Op basis van artikel 121, eerste lid, zijn gemeenten ter zake van de afgifte van rijbewijzen een vergoeding aan de RDW verschuldigd voor verschillende handelingen die de RDW verricht in verband met de rijbewijzen. Hieronder valt ook het registreren van de Nederlandse omwisselingscertificaten. Omdat na inwerkingtreding van deze wet geen Nederlandse omwisselingscertificaten meer worden geregistreerd, vervalt de vergoeding van de kosten hiervoor. Er hoeft in plaats daarvan geen vergoeding te zijn van de kosten ter zake van het registreren van de kwalificatiekaarten bestuurder, omdat dat, alsmede de afgifte ervan, door de RDW zelf gebeurt. De RDW hanteert daarvoor een eigen (kostendekkend) tarief.

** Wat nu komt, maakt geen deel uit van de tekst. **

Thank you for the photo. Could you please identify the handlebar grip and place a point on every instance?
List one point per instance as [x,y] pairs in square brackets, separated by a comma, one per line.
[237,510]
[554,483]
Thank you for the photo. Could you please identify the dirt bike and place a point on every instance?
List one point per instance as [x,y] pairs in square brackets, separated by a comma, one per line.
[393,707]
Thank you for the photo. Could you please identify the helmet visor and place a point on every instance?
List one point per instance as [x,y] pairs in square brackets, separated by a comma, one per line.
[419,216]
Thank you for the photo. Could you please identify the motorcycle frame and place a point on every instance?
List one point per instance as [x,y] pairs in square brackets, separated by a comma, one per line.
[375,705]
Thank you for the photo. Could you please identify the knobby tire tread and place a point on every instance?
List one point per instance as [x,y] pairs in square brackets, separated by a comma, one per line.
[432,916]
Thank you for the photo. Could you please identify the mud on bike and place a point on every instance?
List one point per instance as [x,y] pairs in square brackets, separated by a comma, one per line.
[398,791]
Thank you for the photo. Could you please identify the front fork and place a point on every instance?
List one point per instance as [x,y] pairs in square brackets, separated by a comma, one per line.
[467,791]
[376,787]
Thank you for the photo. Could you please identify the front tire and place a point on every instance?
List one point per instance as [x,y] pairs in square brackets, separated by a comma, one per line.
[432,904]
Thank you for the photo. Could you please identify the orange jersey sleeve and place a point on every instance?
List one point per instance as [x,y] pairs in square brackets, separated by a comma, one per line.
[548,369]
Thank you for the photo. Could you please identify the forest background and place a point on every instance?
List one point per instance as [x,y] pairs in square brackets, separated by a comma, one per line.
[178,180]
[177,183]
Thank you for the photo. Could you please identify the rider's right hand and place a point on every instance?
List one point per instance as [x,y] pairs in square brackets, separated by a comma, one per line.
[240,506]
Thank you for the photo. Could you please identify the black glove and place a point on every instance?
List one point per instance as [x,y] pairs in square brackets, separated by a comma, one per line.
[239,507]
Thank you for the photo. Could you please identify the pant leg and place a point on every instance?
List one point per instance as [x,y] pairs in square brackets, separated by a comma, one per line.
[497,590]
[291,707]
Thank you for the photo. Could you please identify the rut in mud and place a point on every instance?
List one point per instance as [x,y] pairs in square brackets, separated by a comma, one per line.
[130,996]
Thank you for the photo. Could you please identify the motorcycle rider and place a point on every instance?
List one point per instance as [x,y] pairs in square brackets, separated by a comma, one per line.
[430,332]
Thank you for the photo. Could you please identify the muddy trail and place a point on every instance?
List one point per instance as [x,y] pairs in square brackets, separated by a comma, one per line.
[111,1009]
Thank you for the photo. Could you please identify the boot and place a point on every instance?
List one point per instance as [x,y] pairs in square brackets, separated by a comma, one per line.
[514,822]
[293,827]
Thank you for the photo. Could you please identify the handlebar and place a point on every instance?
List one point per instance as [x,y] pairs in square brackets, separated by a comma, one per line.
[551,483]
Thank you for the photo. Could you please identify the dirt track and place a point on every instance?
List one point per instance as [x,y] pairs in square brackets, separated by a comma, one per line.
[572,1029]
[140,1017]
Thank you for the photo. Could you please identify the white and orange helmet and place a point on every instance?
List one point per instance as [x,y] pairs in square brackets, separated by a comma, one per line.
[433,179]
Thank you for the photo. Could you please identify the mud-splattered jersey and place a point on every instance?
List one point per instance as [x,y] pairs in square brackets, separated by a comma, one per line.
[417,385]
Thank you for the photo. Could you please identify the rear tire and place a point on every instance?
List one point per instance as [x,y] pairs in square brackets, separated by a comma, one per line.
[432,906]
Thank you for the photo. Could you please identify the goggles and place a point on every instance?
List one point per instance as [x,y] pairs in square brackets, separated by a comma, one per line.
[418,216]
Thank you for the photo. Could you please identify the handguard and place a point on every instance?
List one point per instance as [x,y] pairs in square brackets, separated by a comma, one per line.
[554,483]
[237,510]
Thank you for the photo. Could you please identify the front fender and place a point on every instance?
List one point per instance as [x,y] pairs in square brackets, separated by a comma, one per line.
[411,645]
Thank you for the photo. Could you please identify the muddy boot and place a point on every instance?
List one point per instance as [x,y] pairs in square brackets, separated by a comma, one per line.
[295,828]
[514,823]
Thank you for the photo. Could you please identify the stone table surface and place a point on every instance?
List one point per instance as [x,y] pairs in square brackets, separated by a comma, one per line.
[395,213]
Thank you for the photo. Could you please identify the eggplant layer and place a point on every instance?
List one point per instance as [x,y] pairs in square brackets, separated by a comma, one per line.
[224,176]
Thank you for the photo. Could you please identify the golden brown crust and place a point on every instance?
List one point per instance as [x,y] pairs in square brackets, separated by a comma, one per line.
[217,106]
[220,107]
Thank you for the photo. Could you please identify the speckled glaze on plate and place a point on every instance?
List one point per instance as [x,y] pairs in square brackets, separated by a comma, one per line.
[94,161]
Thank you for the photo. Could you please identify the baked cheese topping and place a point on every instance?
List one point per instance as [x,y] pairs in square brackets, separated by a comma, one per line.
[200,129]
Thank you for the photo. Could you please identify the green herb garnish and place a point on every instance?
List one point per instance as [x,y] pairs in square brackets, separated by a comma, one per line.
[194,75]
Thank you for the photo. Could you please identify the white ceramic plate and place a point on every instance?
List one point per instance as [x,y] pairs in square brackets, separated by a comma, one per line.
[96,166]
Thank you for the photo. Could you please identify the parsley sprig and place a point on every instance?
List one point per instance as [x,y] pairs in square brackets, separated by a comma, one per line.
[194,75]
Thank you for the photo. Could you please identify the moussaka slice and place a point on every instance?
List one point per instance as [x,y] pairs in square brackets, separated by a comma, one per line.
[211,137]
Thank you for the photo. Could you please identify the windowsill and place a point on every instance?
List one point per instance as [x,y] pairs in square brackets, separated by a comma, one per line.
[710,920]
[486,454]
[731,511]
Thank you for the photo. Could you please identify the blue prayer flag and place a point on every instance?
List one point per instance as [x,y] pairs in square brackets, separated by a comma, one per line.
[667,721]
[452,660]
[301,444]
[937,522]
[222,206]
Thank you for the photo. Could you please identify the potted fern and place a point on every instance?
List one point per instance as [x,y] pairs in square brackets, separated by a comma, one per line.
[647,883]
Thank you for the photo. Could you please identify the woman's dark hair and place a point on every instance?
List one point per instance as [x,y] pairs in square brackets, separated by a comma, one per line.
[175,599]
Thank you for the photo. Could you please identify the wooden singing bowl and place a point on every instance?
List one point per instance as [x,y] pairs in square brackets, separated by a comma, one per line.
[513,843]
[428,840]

De registratie van de omwisselingscertificaten in het rijbewijzenregister is geregeld in artikel 126 van de Wegenverkeerswet 1994 en zal na inwerkingtreding van dit wetsvoorstel betrekking hebben op de registratie van kwalificatiekaarten bestuurder.

Onderdeel E (artikel 124a)

De ongeldigverklaring van het bewijs van de basiskwalificatie of de gevolgde bijscholing is geregeld in artikel 124a van de Wegenverkeerswet 1994. Ook in dit artikel dient de vermelding van het certificaat te vervallen. In tegenstelling tot hiervoor vindt in dit kader echter geen vervanging plaats door de term «kwalificatiekaart bestuurder». De reden daarvoor is dat over de kwalificatiekaart bestuurder afzonderlijke regels worden gesteld in een voorgestelde nieuwe paragraaf in hoofdstuk VIIA van de Wegenverkeerswet 1994 (zie artikel I, onderdeel L, van dit wetsvoorstel, in het bijzonder het voorgestelde artikel 151ij). Daarmee zal de inhoud van artikel 124a alleen gericht zijn op het rijbewijs.

Onderdeel G (artikel 151b)

Dit onderdeel wijzigt een aantal begripsomschrijvingen en voegt een begripsomschrijving van «kwalificatiekaart bestuurder» toe.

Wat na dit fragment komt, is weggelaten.